[Project1] Day 8: Conducting of Cross Validation and Boostrap – Advance Mathematical Statistics (MTH 522) Assignments

Today I went a little indepth into how to do Cross Validation and understanding Bootstrap

To start cross validation, first the data has to be divided 2 parts, i.e the training data and the testing data.
To do this we need to first decide into how many subsets or folds (k) we will split up the total data; as the training data would be k-1 folds and the testing data would be the remainder of the data i.e 1 fold.
Next we need to select a performance metric. Performance metrics are used to measure behaviour and activities which would help to evaluate our model.
We would then repeat this process k-1 times, then take the average of the performance metrics which would be the estimate of the model’s overall performance.
By conducting Cross Validation we would estimate the test error
From my understanding, Cross Validation is random sampling without replacement whereas in Bootstrap there is replacement.

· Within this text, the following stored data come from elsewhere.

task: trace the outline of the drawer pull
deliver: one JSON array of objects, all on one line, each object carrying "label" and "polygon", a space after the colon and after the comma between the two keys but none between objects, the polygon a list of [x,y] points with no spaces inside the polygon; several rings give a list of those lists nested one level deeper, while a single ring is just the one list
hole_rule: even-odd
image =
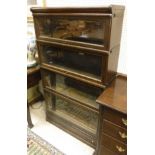
[{"label": "drawer pull", "polygon": [[125,152],[125,149],[123,149],[121,146],[116,145],[116,149],[117,149],[119,152]]},{"label": "drawer pull", "polygon": [[122,122],[123,122],[123,124],[124,124],[125,126],[127,126],[127,120],[126,120],[126,119],[122,118]]},{"label": "drawer pull", "polygon": [[127,138],[127,135],[124,132],[122,133],[121,131],[119,131],[118,133],[121,136],[121,138],[123,139]]}]

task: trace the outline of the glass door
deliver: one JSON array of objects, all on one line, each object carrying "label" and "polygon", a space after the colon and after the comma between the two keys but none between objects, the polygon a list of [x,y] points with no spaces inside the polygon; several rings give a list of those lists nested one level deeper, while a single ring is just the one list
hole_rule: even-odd
[{"label": "glass door", "polygon": [[[39,44],[41,62],[53,69],[101,82],[107,55],[94,52]],[[102,63],[102,61],[104,62]]]},{"label": "glass door", "polygon": [[47,70],[42,70],[41,73],[45,88],[98,111],[99,105],[96,103],[96,99],[103,89]]},{"label": "glass door", "polygon": [[59,117],[79,126],[85,131],[92,134],[97,132],[98,113],[90,109],[68,101],[67,98],[62,98],[51,92],[45,91],[47,111],[55,113]]},{"label": "glass door", "polygon": [[104,46],[105,19],[101,16],[35,16],[39,38],[55,38]]}]

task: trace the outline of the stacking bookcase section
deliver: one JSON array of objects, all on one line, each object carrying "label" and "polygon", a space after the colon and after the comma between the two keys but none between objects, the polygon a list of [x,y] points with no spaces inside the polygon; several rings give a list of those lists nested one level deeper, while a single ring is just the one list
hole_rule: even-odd
[{"label": "stacking bookcase section", "polygon": [[78,78],[100,87],[104,87],[107,53],[91,50],[57,46],[38,41],[41,65],[43,68]]},{"label": "stacking bookcase section", "polygon": [[87,13],[79,12],[79,9],[74,9],[74,13],[69,11],[67,8],[51,9],[50,12],[32,8],[37,38],[99,49],[109,46],[110,10],[98,13],[95,9],[93,12],[87,9]]},{"label": "stacking bookcase section", "polygon": [[[93,44],[104,46],[104,32],[106,27],[104,17],[96,19],[95,16],[62,16],[48,15],[35,16],[38,28],[38,38],[50,39],[61,42],[72,41],[73,43]],[[107,28],[107,29],[106,29]]]},{"label": "stacking bookcase section", "polygon": [[37,39],[104,50],[120,43],[123,6],[31,8],[31,11]]},{"label": "stacking bookcase section", "polygon": [[46,90],[65,96],[98,112],[99,106],[96,99],[103,89],[48,70],[42,70],[42,77]]}]

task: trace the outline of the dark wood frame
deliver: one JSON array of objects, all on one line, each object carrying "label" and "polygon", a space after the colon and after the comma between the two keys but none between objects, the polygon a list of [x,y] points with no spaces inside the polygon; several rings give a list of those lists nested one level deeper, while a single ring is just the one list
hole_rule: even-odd
[{"label": "dark wood frame", "polygon": [[[41,80],[41,74],[40,74],[39,66],[34,66],[32,68],[27,69],[27,89],[39,84],[40,80]],[[39,100],[43,100],[42,95],[35,98],[33,101],[31,101],[31,103],[28,103],[28,101],[27,101],[27,121],[28,121],[28,126],[30,128],[33,127],[33,124],[32,124],[32,120],[31,120],[29,105],[33,104],[34,102],[39,101]]]}]

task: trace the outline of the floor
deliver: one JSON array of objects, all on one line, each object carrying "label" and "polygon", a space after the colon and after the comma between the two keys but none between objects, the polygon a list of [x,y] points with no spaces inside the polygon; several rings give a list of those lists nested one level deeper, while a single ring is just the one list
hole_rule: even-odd
[{"label": "floor", "polygon": [[48,123],[45,120],[45,103],[37,102],[30,107],[34,127],[32,131],[58,148],[66,155],[92,155],[94,149]]}]

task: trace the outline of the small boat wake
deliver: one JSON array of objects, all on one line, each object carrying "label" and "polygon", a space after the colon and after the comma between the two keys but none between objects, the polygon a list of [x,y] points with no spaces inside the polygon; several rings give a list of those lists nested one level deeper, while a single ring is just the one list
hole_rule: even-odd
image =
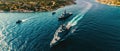
[{"label": "small boat wake", "polygon": [[26,22],[26,21],[28,21],[30,19],[35,19],[35,17],[30,17],[30,18],[27,18],[27,19],[19,19],[19,20],[16,21],[16,24],[20,24],[20,23]]},{"label": "small boat wake", "polygon": [[52,41],[50,42],[50,47],[53,47],[57,45],[59,42],[63,41],[65,37],[69,34],[71,31],[71,27],[75,26],[78,21],[80,21],[83,16],[89,11],[89,9],[92,7],[92,4],[89,2],[84,1],[87,6],[84,10],[80,12],[80,14],[76,15],[71,21],[69,21],[66,25],[61,25],[58,30],[56,30],[54,37]]},{"label": "small boat wake", "polygon": [[25,22],[25,21],[28,21],[30,19],[34,19],[35,17],[30,17],[30,18],[27,18],[27,19],[23,19],[22,22]]},{"label": "small boat wake", "polygon": [[[36,17],[30,17],[30,18],[26,18],[26,19],[20,19],[22,22],[26,22],[28,20],[31,20],[31,19],[35,19]],[[19,25],[16,25],[13,24],[13,25],[9,25],[9,24],[5,24],[5,22],[1,21],[0,20],[0,50],[2,48],[8,48],[8,50],[10,50],[12,47],[10,47],[7,43],[8,42],[5,42],[5,39],[8,37],[8,36],[11,36],[11,34],[9,33],[16,33],[14,32],[12,29],[15,29],[17,28],[17,26]],[[9,28],[9,29],[8,29]],[[8,33],[9,32],[9,33]],[[1,48],[2,47],[2,48]]]},{"label": "small boat wake", "polygon": [[22,22],[26,22],[26,21],[28,21],[28,20],[30,20],[30,19],[34,19],[35,17],[30,17],[30,18],[27,18],[27,19],[23,19],[23,20],[21,20]]}]

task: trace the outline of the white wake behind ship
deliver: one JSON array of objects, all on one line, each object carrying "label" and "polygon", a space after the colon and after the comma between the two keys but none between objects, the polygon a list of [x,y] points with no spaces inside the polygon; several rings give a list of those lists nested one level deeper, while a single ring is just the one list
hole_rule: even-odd
[{"label": "white wake behind ship", "polygon": [[59,44],[61,41],[63,41],[67,37],[69,32],[72,30],[72,27],[75,26],[77,22],[81,20],[84,17],[84,15],[88,12],[88,10],[92,7],[91,3],[86,1],[84,2],[87,4],[86,8],[82,10],[80,14],[76,15],[70,22],[68,22],[67,24],[60,25],[58,30],[56,30],[54,37],[50,42],[50,47],[53,47]]}]

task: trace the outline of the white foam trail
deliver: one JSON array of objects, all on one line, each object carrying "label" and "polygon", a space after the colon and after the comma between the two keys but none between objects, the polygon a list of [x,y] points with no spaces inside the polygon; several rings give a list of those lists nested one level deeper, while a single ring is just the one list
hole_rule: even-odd
[{"label": "white foam trail", "polygon": [[[33,19],[33,18],[35,18],[35,17],[30,17],[30,18],[27,18],[27,19],[22,19],[22,22],[26,22],[26,21],[28,21],[28,20],[30,20],[30,19]],[[12,28],[9,28],[8,30],[9,30],[9,32],[12,32],[12,30],[11,29],[14,29],[14,28],[16,28],[17,27],[17,25],[15,25],[14,27],[12,27]],[[16,33],[16,32],[15,32]]]},{"label": "white foam trail", "polygon": [[[28,21],[28,20],[30,20],[30,19],[34,19],[34,18],[36,18],[36,17],[30,17],[30,18],[26,18],[26,19],[21,19],[21,21],[22,22],[26,22],[26,21]],[[9,30],[9,32],[12,32],[12,30],[11,29],[14,29],[14,28],[16,28],[17,27],[17,25],[15,25],[14,27],[12,27],[12,28],[9,28],[8,30]],[[16,32],[15,32],[16,33]]]},{"label": "white foam trail", "polygon": [[35,18],[35,17],[30,17],[30,18],[27,18],[27,19],[23,19],[22,22],[25,22],[25,21],[33,19],[33,18]]},{"label": "white foam trail", "polygon": [[78,14],[77,16],[75,16],[70,22],[68,22],[67,24],[67,28],[74,26],[78,23],[79,20],[81,20],[83,18],[83,16],[88,12],[88,10],[92,7],[92,4],[89,2],[84,1],[85,3],[87,3],[88,5],[86,6],[87,8],[85,8],[83,11],[81,11],[80,14]]},{"label": "white foam trail", "polygon": [[[84,1],[85,2],[85,1]],[[80,12],[80,14],[78,14],[77,16],[75,16],[70,22],[68,22],[68,24],[66,25],[66,28],[70,28],[71,26],[74,26],[77,24],[77,22],[79,20],[81,20],[83,18],[83,16],[85,15],[85,13],[87,13],[87,11],[92,7],[92,4],[89,3],[89,2],[85,2],[87,3],[88,5],[86,6],[86,8]],[[54,37],[50,43],[50,47],[52,47],[53,45],[56,45],[58,44],[59,41],[62,41],[65,39],[65,36],[68,36],[68,35],[64,35],[65,32],[62,32],[61,31],[61,27],[58,28],[58,30],[56,30],[55,34],[54,34]],[[65,30],[66,31],[66,30]],[[72,30],[72,32],[76,31],[76,28]],[[63,35],[61,34],[63,33]],[[64,37],[64,38],[63,38]]]}]

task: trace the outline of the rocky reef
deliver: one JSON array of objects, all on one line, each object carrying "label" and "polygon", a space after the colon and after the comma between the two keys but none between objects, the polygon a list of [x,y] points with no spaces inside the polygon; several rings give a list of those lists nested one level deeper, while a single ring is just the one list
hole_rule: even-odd
[{"label": "rocky reef", "polygon": [[120,0],[96,0],[96,1],[102,4],[120,6]]},{"label": "rocky reef", "polygon": [[52,11],[75,0],[0,0],[0,12],[43,12]]}]

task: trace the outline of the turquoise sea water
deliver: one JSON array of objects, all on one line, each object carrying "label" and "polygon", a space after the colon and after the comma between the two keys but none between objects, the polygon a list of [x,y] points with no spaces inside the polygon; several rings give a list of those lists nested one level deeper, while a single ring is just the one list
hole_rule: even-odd
[{"label": "turquoise sea water", "polygon": [[[73,12],[73,16],[75,16],[84,8],[85,6],[79,5],[66,6],[56,10],[55,15],[52,15],[52,12],[0,13],[0,50],[49,50],[51,38],[55,30],[62,24],[58,21],[62,12],[67,10],[67,12]],[[19,19],[23,22],[16,24]]]},{"label": "turquoise sea water", "polygon": [[[82,1],[55,10],[55,15],[52,12],[0,13],[0,51],[50,51],[54,32],[60,24],[72,22],[75,17],[78,18],[75,31],[52,51],[120,51],[120,8],[85,0],[92,8],[79,19],[88,5]],[[74,15],[60,22],[58,17],[64,10]],[[23,22],[16,24],[19,19]]]}]

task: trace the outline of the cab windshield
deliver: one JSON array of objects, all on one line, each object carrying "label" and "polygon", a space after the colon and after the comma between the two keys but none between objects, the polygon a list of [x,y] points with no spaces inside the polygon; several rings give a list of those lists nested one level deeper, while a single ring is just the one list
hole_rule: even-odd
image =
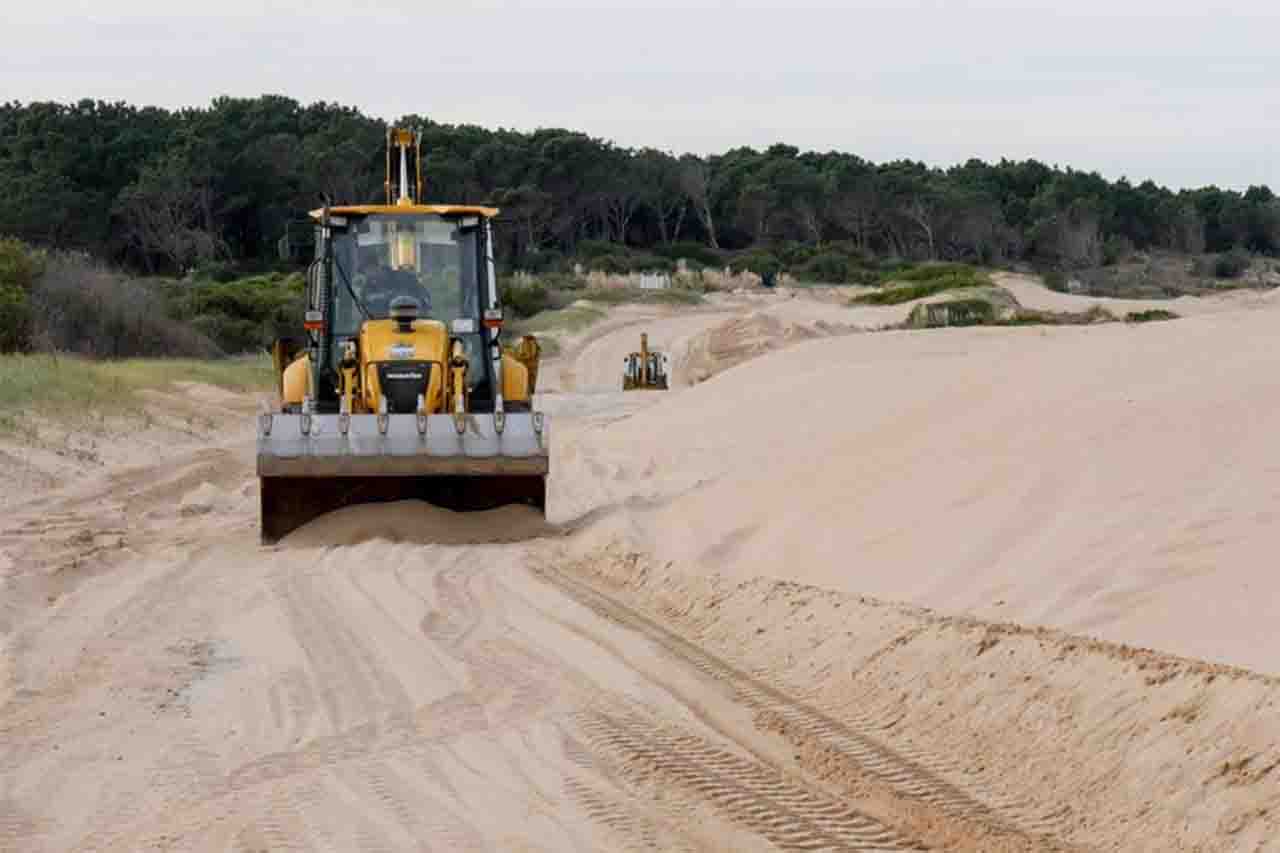
[{"label": "cab windshield", "polygon": [[467,318],[478,327],[479,230],[476,217],[353,218],[333,239],[334,332],[355,335],[366,314],[385,319],[404,296],[417,301],[419,317],[446,325]]}]

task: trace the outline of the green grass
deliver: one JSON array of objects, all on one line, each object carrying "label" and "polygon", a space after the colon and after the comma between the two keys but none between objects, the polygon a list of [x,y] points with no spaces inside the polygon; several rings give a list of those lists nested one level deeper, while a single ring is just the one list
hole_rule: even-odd
[{"label": "green grass", "polygon": [[855,296],[850,304],[901,305],[948,290],[988,287],[991,283],[989,275],[967,264],[927,264],[890,273],[883,282],[883,290]]},{"label": "green grass", "polygon": [[232,390],[263,390],[274,382],[266,356],[90,361],[68,355],[0,356],[0,432],[13,432],[25,415],[124,414],[137,411],[137,393],[176,382]]}]

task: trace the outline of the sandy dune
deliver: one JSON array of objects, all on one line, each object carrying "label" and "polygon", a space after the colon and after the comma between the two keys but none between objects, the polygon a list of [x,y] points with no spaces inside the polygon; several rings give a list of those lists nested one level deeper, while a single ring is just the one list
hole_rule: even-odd
[{"label": "sandy dune", "polygon": [[1026,308],[1041,311],[1087,311],[1097,306],[1106,308],[1117,316],[1149,308],[1163,308],[1182,317],[1266,309],[1276,306],[1278,295],[1276,291],[1258,292],[1242,289],[1229,290],[1210,298],[1180,296],[1177,299],[1152,302],[1141,299],[1112,299],[1058,293],[1046,288],[1038,278],[1018,273],[995,273],[992,278],[997,285],[1012,293],[1014,298]]},{"label": "sandy dune", "polygon": [[644,548],[704,571],[1280,672],[1278,323],[802,343],[588,429],[556,511],[642,498]]},{"label": "sandy dune", "polygon": [[[1280,849],[1280,686],[1226,665],[1280,670],[1280,309],[842,303],[567,341],[545,521],[260,547],[255,403],[199,387],[0,443],[0,850]],[[642,330],[677,390],[616,390]]]}]

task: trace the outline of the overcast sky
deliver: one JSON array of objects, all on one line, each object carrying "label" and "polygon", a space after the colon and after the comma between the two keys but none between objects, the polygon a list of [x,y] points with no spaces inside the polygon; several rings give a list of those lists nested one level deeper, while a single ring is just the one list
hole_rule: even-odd
[{"label": "overcast sky", "polygon": [[269,92],[675,152],[785,141],[1280,189],[1276,0],[0,4],[4,100]]}]

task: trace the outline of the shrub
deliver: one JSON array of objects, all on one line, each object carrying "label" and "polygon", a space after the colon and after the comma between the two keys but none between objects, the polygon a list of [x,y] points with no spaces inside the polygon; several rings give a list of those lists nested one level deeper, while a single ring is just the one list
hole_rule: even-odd
[{"label": "shrub", "polygon": [[855,305],[901,305],[948,290],[984,287],[991,278],[967,264],[929,264],[894,274],[891,281],[906,282],[876,293],[864,293],[853,299]]},{"label": "shrub", "polygon": [[626,246],[610,243],[607,240],[582,240],[574,247],[573,254],[574,257],[582,261],[592,261],[606,255],[616,255],[626,250]]},{"label": "shrub", "polygon": [[[309,262],[310,259],[308,258]],[[191,274],[197,281],[216,281],[228,284],[233,281],[260,276],[287,276],[297,272],[295,261],[280,258],[242,258],[237,261],[205,261]]]},{"label": "shrub", "polygon": [[[911,281],[934,282],[957,278],[976,278],[978,271],[968,264],[921,264],[906,269],[889,269],[884,273],[885,282]],[[984,284],[986,282],[983,282]]]},{"label": "shrub", "polygon": [[782,261],[773,252],[765,249],[753,249],[733,259],[730,264],[734,269],[753,272],[761,278],[776,276],[782,271]]},{"label": "shrub", "polygon": [[1128,237],[1112,236],[1102,244],[1102,265],[1113,266],[1128,260],[1133,254],[1133,242]]},{"label": "shrub", "polygon": [[[629,249],[620,243],[603,240],[583,240],[578,244],[572,259],[590,272],[625,275],[633,272],[675,272],[676,262],[664,254]],[[567,265],[566,265],[567,266]]]},{"label": "shrub", "polygon": [[532,317],[547,310],[551,298],[547,288],[538,281],[518,284],[510,279],[502,282],[502,304],[516,319]]},{"label": "shrub", "polygon": [[530,273],[548,273],[565,268],[565,257],[555,249],[531,249],[520,259],[520,268]]},{"label": "shrub", "polygon": [[849,258],[835,252],[823,252],[814,255],[795,270],[795,275],[802,281],[823,281],[832,284],[843,284],[850,278],[853,265]]},{"label": "shrub", "polygon": [[1130,311],[1124,316],[1126,323],[1155,323],[1161,320],[1176,320],[1178,315],[1163,308],[1152,308],[1146,311]]},{"label": "shrub", "polygon": [[99,358],[221,354],[206,335],[172,319],[154,287],[84,256],[51,257],[31,302],[41,348]]},{"label": "shrub", "polygon": [[169,287],[169,308],[224,352],[255,352],[297,332],[305,291],[306,282],[297,273],[229,282],[178,282]]},{"label": "shrub", "polygon": [[[224,271],[211,268],[210,276]],[[267,347],[302,316],[301,275],[139,280],[87,255],[0,240],[0,350],[212,358]]]},{"label": "shrub", "polygon": [[596,255],[585,266],[601,272],[626,275],[633,272],[675,272],[676,262],[647,252],[623,251],[612,255]]},{"label": "shrub", "polygon": [[1213,264],[1213,274],[1218,278],[1239,278],[1253,264],[1249,253],[1242,249],[1232,249],[1218,256]]},{"label": "shrub", "polygon": [[571,273],[546,273],[537,277],[537,281],[554,295],[561,290],[583,290],[587,283]]},{"label": "shrub", "polygon": [[44,264],[43,253],[19,240],[0,238],[0,352],[31,347],[31,290]]},{"label": "shrub", "polygon": [[1049,270],[1044,274],[1044,286],[1058,293],[1067,292],[1067,274],[1062,270]]},{"label": "shrub", "polygon": [[821,254],[823,250],[820,250],[812,243],[799,243],[795,240],[788,240],[785,243],[771,246],[770,251],[782,262],[784,268],[793,269],[807,264],[814,256]]},{"label": "shrub", "polygon": [[196,268],[192,278],[197,281],[217,281],[226,283],[235,281],[239,276],[235,264],[225,261],[209,261]]},{"label": "shrub", "polygon": [[191,318],[191,327],[204,337],[217,342],[223,352],[252,352],[260,350],[262,327],[252,320],[229,317],[226,314],[200,314]]},{"label": "shrub", "polygon": [[0,285],[17,287],[27,293],[44,272],[47,258],[21,240],[0,237]]},{"label": "shrub", "polygon": [[880,283],[880,273],[875,270],[856,269],[850,270],[849,275],[845,278],[845,284],[865,284],[876,285]]},{"label": "shrub", "polygon": [[681,242],[670,246],[655,246],[653,254],[672,261],[685,260],[690,266],[722,267],[724,258],[715,249],[701,243]]},{"label": "shrub", "polygon": [[0,353],[31,346],[31,299],[22,288],[0,283]]}]

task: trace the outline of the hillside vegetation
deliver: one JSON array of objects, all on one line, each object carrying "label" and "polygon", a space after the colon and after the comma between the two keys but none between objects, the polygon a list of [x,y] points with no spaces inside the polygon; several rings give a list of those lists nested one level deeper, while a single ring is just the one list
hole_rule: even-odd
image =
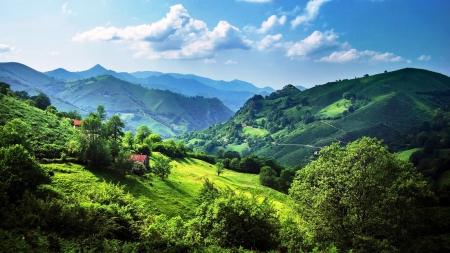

While in cross validation, we conducted the test over a number of training samples but 1 test data which would be useful if we had a large amount of data. But Bootstrap is better when we have less amount of data. By repeatedly resampling from the observed (limited) data, we would estimate the distribution.
Coming back to the project, Now that i have better understood the concepts I believe that Bootstrapping would better serve our model built on the CDC data as it has only 300 odd data point.